La France va investir 655 millions d’euros supplémentaires dans le développement de l’intelligence artificielle afin que « cette révolution profite aux Français », a annoncé Sébastien Lecornu mardi 15 juin à la veille de l’ouverture à Paris du salon VivaTech dédié aux nouvelles technologies.
Le programme public d’investissements dans l’innovation France 2030 consacrera « 655 millions d’euros supplémentaires au développement de l’intelligence artificielle », a déclaré le Premier ministre dans une vidéo diffusée sur ses réseaux sociaux.
Ces investissements iront « soutenir les infrastructures, les capacités de calcul, la recherche, les entreprises et les filières industrielles », détaille-t-il, en souhaitant « que cette révolution profite aux Français », « protège notre souveraineté » et « renforce nos services publics ».
L’IA, les robots et la souveraineté numérique face aux géants technologiques américains et chinois seront au centre de la 10e édition du salon VivaTech, plus grand événement européen du secteur, qui s’ouvre à Paris ce mercredi 16 juin pour durer jusqu’à samedi 20.

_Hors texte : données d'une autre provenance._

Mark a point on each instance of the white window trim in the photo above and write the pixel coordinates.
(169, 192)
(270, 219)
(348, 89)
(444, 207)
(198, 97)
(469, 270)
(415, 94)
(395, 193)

Oui à une « véritable autonomie » numérique
Par ailleurs, Sébastien Lecornu a annoncé que le renseignement intérieur français (DGSI) avait décidé de rompre son contrat avec le géant américain de l’analyse de données Palantir, dont le cofondateur Peter Thiel est proche de Donald Trump. La DGSI a finalement « retenu » la société française ChapsVision.
« Nous ne pouvons pas accepter de nouvelles dépendances stratégiques dans le numérique », a-t-il justifié, désireux de « construire une véritable autonomie » pour ne « pas dépendre du bon vouloir de certains partenaires, capables […] de couper le robinet d’accès » à l’IA.

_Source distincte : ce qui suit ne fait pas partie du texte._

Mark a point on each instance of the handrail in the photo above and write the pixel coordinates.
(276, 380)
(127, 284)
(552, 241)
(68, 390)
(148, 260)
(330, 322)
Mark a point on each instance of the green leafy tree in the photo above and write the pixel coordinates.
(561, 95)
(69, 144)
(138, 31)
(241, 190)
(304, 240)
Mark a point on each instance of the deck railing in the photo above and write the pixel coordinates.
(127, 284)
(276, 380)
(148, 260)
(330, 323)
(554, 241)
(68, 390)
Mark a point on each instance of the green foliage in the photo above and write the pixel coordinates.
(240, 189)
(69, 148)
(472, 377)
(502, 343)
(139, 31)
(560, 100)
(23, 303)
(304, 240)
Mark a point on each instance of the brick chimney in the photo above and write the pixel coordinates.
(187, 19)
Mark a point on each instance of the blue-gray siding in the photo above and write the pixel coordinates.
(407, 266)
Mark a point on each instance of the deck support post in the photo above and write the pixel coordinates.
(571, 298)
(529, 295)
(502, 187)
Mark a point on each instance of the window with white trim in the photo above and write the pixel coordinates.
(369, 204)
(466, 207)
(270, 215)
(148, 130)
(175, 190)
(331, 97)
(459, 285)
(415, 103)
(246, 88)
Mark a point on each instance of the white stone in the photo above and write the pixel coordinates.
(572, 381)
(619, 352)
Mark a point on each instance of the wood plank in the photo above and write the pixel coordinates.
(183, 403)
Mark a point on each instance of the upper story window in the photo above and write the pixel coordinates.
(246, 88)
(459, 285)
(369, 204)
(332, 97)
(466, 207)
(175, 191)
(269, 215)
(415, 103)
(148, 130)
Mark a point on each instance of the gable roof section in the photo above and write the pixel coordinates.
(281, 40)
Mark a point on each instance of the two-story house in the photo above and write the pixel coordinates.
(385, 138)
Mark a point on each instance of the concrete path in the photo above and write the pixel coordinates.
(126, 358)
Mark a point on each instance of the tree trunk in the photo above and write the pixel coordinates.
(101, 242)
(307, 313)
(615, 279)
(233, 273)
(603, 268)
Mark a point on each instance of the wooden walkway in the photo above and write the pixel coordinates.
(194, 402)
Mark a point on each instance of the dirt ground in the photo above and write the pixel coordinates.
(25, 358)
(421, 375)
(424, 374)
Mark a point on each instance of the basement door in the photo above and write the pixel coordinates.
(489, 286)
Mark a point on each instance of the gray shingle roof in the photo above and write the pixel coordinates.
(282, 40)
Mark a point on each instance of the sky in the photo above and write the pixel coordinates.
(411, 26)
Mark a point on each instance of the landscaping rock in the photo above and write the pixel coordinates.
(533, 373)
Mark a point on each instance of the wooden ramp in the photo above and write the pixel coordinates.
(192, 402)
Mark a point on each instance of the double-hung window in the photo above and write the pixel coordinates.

L’administration Trump a ordonné la semaine dernière à la start-up américaine d’intelligence artificielle Anthropic de suspendre à « tout ressortissant étranger » l’accès à ses deux modèles les plus puissants, Claude Fable 5 et Mythos 5, invoquant la « sécurité nationale ».

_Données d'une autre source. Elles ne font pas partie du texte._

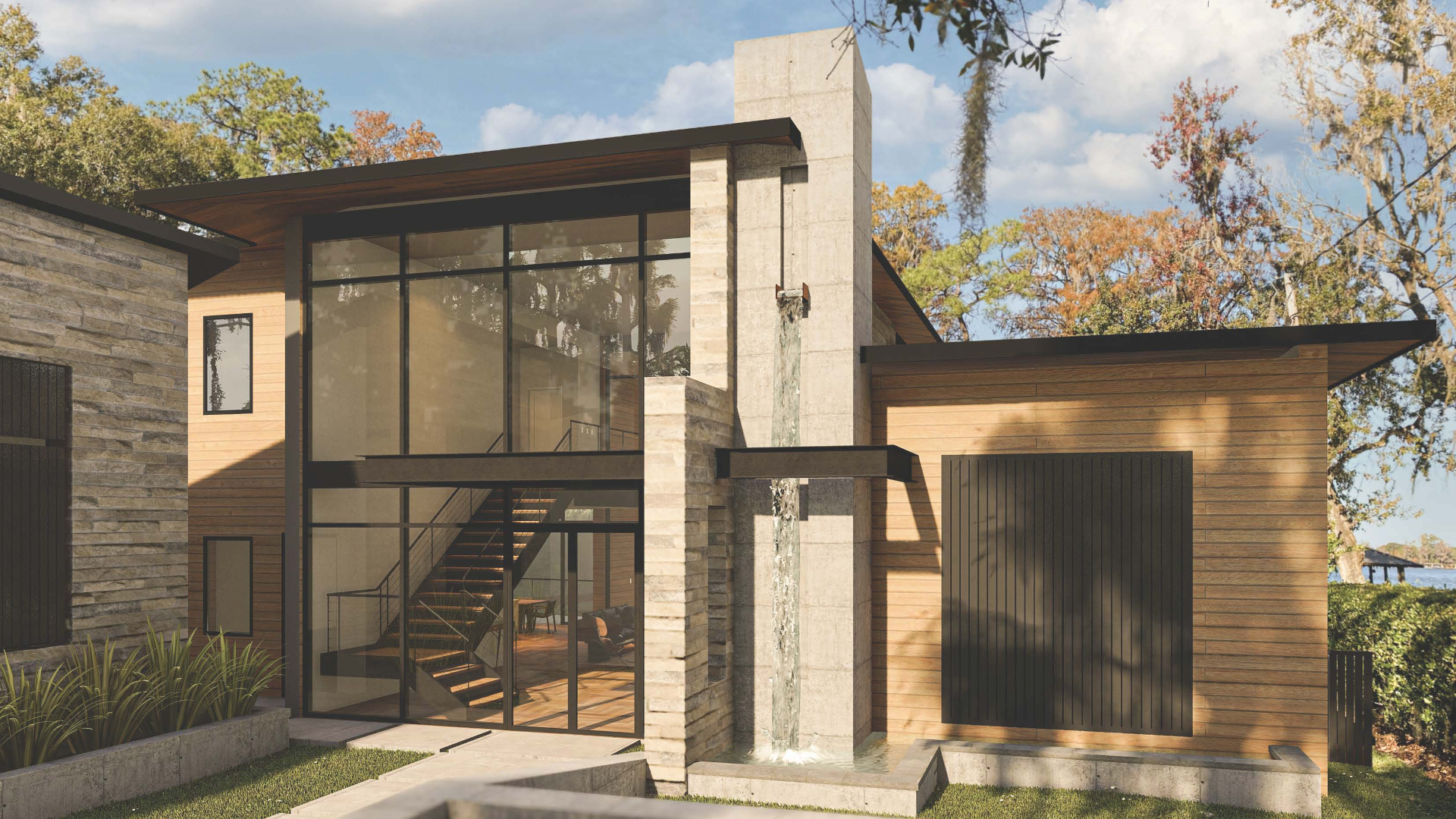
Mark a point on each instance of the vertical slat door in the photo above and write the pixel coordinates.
(36, 488)
(1068, 591)
(1351, 707)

Cette injonction de Washington a fait réagir plusieurs candidats déclarés ou potentiels à la présidentielle, de Jordan Bardella à Jean-Luc Mélenchon en passant par Gabriel Attal, Edouard Philippe et Bruno Retailleau. Ils ont alerté contre une « guerre de l’IA », et le besoin d’indépendance face aux États-Unis.
« Chaque ministère » appelé à s’en servir
Pour inciter l’État français à recourir à l’intelligence artificielle, en espérant faire en même temps des économies, Sébastien Lecornu prévient que la « capacité » des ministères à utiliser l’IA « sera désormais prise en compte dans les arbitrages budgétaires ».
« Chaque ministère devra démontrer comment il utilise l’intelligence artificielle pour simplifier les démarches, améliorer le service rendu aux Français et réduire les tâches inutiles », explique-t-il. « Et donc, faire des économies sans diminuer la qualité du service public ».
Les ministères de la Justice et de l’Intérieur disposeront « dès cette année » des technologies « les plus avancées » dans l’IA, par le portail GenIAl, déjà utilisé par celui des Armées, afin de « traiter des données sensibles » ou par exemple « accélérer le traitement des visas ».
En matière de santé, le site Ameli de l’Assurance maladie disposera d’un « assistant santé public » à base d’intelligence artificielle pour mieux guider les patients qui pourront ainsi « confier leurs données de santé à une IA gérée par l’Assurance maladie et non à une entreprise étrangère ».
Sébastien Lecornu promet également un meilleur accès aux données publiques, par exemple démographiques, économiques, géographiques et administratives, sur une « nouvelle plateforme publique dédiée à l’IA ».